Hacker News new | ask | show | jobs
by syserror 1583 days ago
Wow! I'm working on something exactly like this as a personal project!

I have a few questions about how you're doing time segmentation.

Are you using a purely text based approach? as in your pipeline looks like STT -> some BERT based model for segmentation/summary?

or are you using a text + audio model to get extra signal?

Have you found any cool tricks (pre-processing/heuristics) that really improved your approach?

How are you dealing with ad placement insertion that can have different times for different users? For example user A might have a 30 second ad inserted and user B might have two ads inserted for a total of 60 seconds. That would shift all your times at a user specific level. Or are you serving the podcasts from your own server?

My project goal is slightly different than yours in that my goal is almost entirely automatically skipping ads until I am able to just pay a subscription fee to the podcasters to support their content.

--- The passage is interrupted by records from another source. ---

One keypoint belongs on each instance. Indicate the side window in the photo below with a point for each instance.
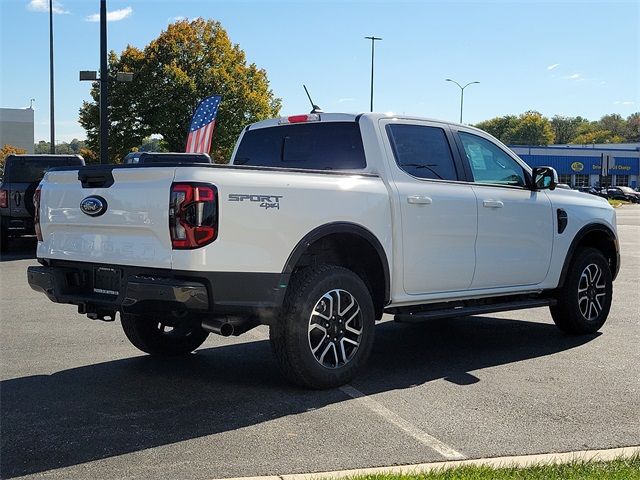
(318, 145)
(489, 163)
(422, 151)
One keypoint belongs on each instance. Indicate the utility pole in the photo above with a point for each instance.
(461, 93)
(373, 48)
(104, 86)
(52, 148)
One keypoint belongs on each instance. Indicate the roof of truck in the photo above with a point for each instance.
(342, 117)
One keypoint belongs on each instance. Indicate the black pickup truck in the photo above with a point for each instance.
(22, 174)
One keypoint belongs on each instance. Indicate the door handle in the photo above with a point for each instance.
(419, 200)
(492, 204)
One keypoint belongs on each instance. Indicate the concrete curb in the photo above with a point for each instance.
(496, 462)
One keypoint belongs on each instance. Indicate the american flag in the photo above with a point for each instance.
(202, 125)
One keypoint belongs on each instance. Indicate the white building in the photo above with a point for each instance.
(17, 128)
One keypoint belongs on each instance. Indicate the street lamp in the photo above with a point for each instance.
(373, 42)
(90, 75)
(461, 93)
(51, 96)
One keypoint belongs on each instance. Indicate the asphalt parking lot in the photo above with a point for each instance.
(78, 401)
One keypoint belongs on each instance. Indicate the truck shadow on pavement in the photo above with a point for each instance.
(122, 406)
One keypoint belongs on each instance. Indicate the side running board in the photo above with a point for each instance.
(463, 311)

Awesome app! Super exciting to see folks working on this

1 comments

Cool! That's great. I think there's so much still to do in the space of AI for spoken audio. Be it podcasts, audio books, video calls or similar. So definitely keep at it. I hope you understand that I can't reveal all of our tricks. But what I can say is that it definitely helped us to think about what we as humans use as input for our processing in these situations. So it's not just text. The audio has value as well. To see this you can do a small experiment by just looking at the transcript manually and then trying to find optimal segmentation points. It's difficult. Dynamic ad insertion is also still a challenge for us. We'd like to develop a technical solution for it but haven't found the time to tackle it yet.